Objective : The authors have developed a procedure, termed posterior microscopic lesionectomy, that creates a minimal laminotomy site according to the location of the shifted disc using the $METRx^{TM}$ system in the lumbar spine. This study compared the usefulness and surgical outcomes of this procedure with those of traditional standard lumbar discectomy. Methods : From June 2003 to June 2004, Twenty-two patients with one-level radiculopathy due to lumbar disc herniation underwent posterior microscopic lesionectomy with the assistance of an operating microscope and the $METRx^{TM}$ tubular retractor. Surgical results of the new procedure were compared to those of 39 patients who underwent traditional lumbar discectomy from April 2003 to September 2004. All patients were evaluated for pain score, clinical assessment according to the VAS, and Roland-Morris scores pre-operatively and at 1, 3, 6, and 12 months post-operatively.
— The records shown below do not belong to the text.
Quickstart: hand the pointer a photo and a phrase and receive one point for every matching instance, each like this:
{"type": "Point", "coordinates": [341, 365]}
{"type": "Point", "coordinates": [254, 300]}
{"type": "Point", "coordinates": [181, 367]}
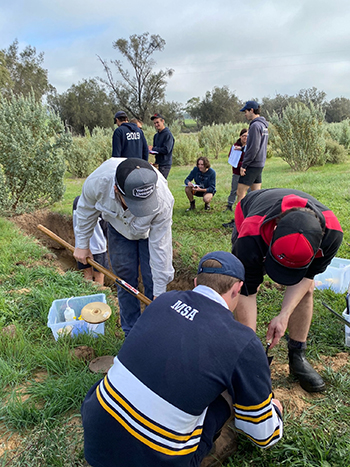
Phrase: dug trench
{"type": "Point", "coordinates": [295, 400]}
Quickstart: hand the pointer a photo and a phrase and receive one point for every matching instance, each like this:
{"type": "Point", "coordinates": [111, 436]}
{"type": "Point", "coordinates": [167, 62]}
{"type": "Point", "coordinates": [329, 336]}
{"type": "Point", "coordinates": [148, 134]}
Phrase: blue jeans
{"type": "Point", "coordinates": [126, 256]}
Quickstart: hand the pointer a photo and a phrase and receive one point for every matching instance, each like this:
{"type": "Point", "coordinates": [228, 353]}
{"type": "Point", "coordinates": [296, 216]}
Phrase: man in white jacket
{"type": "Point", "coordinates": [135, 200]}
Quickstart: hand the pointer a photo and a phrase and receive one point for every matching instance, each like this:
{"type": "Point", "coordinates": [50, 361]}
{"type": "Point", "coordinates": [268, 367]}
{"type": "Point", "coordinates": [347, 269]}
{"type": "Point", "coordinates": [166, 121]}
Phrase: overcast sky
{"type": "Point", "coordinates": [257, 48]}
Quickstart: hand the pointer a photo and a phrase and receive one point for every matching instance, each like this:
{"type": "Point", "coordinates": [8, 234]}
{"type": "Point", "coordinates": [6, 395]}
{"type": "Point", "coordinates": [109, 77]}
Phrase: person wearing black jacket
{"type": "Point", "coordinates": [290, 236]}
{"type": "Point", "coordinates": [128, 139]}
{"type": "Point", "coordinates": [163, 144]}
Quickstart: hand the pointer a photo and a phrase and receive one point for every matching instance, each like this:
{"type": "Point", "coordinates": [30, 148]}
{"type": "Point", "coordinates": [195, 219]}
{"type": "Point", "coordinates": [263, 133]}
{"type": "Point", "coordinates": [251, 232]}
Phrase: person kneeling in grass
{"type": "Point", "coordinates": [204, 183]}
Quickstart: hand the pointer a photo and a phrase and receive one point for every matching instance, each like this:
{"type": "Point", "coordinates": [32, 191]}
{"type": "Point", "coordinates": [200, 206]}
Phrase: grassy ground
{"type": "Point", "coordinates": [42, 384]}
Results : Mean blood loss, operation time, and admission date showed significant improvements for microscopic lesionectomy compared to traditional lumbar discectomy [P < 0.001]. Also, both measures of short-term functional improvement, the Visual Analogue Scale[VAS] and Roland-Morris[RM] scores, were statistically better for microscopic lesionectomy than for traditional discectomy [P < 0.001]. Conclusion : Posterior microscopic lesionectomy can be performed more safely and provide greater benefit than traditional discectomy. The procedure is associated with less post-operative pain, shorter hospital stays, and quicker rehabilitation.